Em janeiro deste ano, o presidente Jair Bolsonaro (PL) assinou o decreto 10.935, que prevê a flexibilização da exploração de áreas com cavernas, grutas e cavidades em geral. A medida altera a lei que vigorava desde 2008 e que impedia qualquer forma de interferência nas unidades consideradas de máxima relevância.

O decreto aponta que empresas que pretendem atuar em áreas onde há cavidades listadas no nível de proteção máximo tenham de justificar a necessidade de interferir na caverna, não extinguir espécies e fazer compensações ecológicas. O ministro do Supremo Tribunal Federal (STF) Ricardo Lewandowski suspendeu parte da medida em fevereiro, mas o processo ainda não entrou na pauta da apreciação conjunta da Corte.

Mesmo com a suspensão de pontos do decreto, a iniciativa preocupa ambientalistas e, em especial no município de Pains, se soma a outra medida que traz impacto para a regulamentação da atividade minerária na região. Em 2021, a Prefeitura da cidade assinou um convênio com a Secretaria de Estado de Meio Ambiente (Semad) que municipaliza o serviço de licenciamento ambiental.

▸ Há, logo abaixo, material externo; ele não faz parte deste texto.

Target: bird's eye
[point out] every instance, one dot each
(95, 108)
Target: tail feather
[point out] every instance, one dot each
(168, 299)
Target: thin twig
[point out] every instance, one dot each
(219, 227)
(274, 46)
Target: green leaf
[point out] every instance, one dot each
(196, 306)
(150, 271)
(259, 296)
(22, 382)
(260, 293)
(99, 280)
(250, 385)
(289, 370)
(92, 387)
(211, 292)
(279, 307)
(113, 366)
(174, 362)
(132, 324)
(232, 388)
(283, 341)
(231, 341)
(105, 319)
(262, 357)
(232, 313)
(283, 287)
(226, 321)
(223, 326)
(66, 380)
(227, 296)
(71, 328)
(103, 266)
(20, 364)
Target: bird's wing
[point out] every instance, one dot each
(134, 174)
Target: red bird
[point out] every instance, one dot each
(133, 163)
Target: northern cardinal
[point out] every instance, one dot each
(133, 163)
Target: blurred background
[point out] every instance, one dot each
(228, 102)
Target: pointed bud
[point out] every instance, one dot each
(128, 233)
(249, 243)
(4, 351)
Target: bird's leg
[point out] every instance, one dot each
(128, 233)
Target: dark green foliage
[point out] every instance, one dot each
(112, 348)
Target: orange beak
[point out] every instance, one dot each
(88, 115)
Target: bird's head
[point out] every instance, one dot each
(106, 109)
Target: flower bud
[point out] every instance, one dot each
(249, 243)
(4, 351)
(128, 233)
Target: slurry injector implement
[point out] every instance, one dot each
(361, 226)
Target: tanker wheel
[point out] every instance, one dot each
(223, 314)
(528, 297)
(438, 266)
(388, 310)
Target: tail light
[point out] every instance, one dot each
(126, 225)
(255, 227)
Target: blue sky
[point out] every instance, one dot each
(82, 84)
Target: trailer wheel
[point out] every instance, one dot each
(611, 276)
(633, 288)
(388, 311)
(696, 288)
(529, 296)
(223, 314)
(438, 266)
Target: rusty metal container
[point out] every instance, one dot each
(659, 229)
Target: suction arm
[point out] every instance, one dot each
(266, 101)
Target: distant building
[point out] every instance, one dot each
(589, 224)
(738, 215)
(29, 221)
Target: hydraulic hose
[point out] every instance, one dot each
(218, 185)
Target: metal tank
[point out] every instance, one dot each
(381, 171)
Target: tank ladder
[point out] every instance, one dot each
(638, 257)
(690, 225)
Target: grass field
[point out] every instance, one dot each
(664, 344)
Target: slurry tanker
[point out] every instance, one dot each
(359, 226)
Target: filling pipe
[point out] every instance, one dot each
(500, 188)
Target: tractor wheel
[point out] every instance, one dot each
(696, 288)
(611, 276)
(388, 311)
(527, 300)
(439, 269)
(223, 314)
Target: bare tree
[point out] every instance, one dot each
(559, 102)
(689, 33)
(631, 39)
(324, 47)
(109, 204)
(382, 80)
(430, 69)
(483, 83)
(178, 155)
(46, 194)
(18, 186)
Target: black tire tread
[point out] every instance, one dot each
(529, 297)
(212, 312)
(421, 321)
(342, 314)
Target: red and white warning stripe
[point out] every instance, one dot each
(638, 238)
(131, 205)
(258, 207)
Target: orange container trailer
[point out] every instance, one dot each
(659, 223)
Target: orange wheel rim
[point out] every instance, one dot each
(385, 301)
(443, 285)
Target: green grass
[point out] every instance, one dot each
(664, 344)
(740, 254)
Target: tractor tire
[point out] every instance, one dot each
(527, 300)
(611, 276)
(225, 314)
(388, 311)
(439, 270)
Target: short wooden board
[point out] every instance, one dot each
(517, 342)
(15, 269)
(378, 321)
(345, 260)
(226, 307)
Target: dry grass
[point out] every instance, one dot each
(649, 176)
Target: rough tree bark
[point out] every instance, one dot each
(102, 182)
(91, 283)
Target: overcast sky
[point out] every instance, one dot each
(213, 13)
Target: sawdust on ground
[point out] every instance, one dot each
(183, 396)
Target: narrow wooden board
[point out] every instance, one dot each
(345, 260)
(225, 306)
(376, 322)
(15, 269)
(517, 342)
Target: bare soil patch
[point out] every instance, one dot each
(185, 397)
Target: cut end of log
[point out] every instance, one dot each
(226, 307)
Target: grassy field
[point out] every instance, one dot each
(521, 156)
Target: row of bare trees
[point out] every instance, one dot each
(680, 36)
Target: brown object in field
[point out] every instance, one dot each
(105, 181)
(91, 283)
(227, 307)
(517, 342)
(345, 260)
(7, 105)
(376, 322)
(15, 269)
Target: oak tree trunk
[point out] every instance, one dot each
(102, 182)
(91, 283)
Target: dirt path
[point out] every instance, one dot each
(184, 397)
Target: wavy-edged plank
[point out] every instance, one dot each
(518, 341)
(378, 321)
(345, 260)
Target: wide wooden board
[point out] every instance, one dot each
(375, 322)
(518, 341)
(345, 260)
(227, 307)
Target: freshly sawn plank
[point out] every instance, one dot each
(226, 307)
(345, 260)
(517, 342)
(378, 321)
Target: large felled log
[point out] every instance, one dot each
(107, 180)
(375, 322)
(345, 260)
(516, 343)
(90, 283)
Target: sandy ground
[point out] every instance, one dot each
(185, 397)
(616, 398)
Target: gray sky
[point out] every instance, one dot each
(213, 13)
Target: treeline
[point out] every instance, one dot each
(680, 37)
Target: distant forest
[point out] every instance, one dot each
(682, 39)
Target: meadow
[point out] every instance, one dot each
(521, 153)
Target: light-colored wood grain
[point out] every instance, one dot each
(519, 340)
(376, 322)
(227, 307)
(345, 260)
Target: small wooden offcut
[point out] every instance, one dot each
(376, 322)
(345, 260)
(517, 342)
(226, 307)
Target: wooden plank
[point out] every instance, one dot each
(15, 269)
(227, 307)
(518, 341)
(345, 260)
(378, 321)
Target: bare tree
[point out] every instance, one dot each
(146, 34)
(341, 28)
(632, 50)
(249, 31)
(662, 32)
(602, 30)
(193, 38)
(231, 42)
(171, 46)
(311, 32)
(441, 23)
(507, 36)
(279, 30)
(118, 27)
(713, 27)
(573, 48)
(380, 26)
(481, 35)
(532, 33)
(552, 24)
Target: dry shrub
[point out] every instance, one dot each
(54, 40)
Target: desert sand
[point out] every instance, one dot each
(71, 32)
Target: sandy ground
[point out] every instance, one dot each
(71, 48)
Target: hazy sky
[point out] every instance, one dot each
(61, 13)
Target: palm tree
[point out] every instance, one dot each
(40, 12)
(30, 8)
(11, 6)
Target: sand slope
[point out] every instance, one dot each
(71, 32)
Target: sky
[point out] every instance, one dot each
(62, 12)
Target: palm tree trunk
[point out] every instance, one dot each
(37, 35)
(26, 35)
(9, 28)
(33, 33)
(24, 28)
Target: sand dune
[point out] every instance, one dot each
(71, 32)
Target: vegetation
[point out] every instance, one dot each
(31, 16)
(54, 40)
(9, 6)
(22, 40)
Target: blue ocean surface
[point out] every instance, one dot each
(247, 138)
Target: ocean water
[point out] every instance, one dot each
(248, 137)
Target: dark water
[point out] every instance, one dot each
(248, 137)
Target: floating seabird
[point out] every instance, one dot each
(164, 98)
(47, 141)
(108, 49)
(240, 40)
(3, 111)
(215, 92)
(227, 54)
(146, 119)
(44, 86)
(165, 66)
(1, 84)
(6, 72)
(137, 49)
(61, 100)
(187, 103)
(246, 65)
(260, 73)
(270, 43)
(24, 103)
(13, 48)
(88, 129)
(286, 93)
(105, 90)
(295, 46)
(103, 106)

A justificativa era trazer agilidade ao processo de licenciamento, que passou a ser feito apenas por autoridades da cidade de pouco mais de 8 mil habitantes. Um engenheiro ambiental que já atuou em Pains e preferiu não se identificar disse à reportagem que a medida já trouxe impacto, com aumento no número de licenciamentos para empreendimentos que já atuam na região. A prefeitura foi questionada sobre o número de licenças concedidas desde a assinatura do convênio, mas não respondeu.

Desequilíbrio

A municipalização do licenciamento preocupa pela capacidade técnica do município de operar a função de forma eficiente. Pains abriga cerca de um quarto das cavernas e grutas do estado, de acordo com o Centro Nacional de Pesquisa e Conservação de Cavernas (Cecav), e, para o ex-secretário de Meio Ambiente da cidade, não tem um corpo técnico capaz de fiscalizar se elas sofrem dano da atividade minerária.

“Não tem fiscal na Prefeitura. Quando era função do estado, tinha um corpo técnico com geólogos, engenheiros de minas, biólogos, geógrafos… Um corpo técnico concursado. Fiscalizar é o grande gargalo que temos para resolver. Pode-se até licenciar, há normas definidas, mas não tem uma equipe para fiscalização na prefeitura. O único fiscal concursado é formado em contabilidade”, aponta Mário Oliveira. A Prefeitura de Pains foi procurada para se posicionar sobre sua estrutura de fiscalização, mas também não respondeu aos questionamentos.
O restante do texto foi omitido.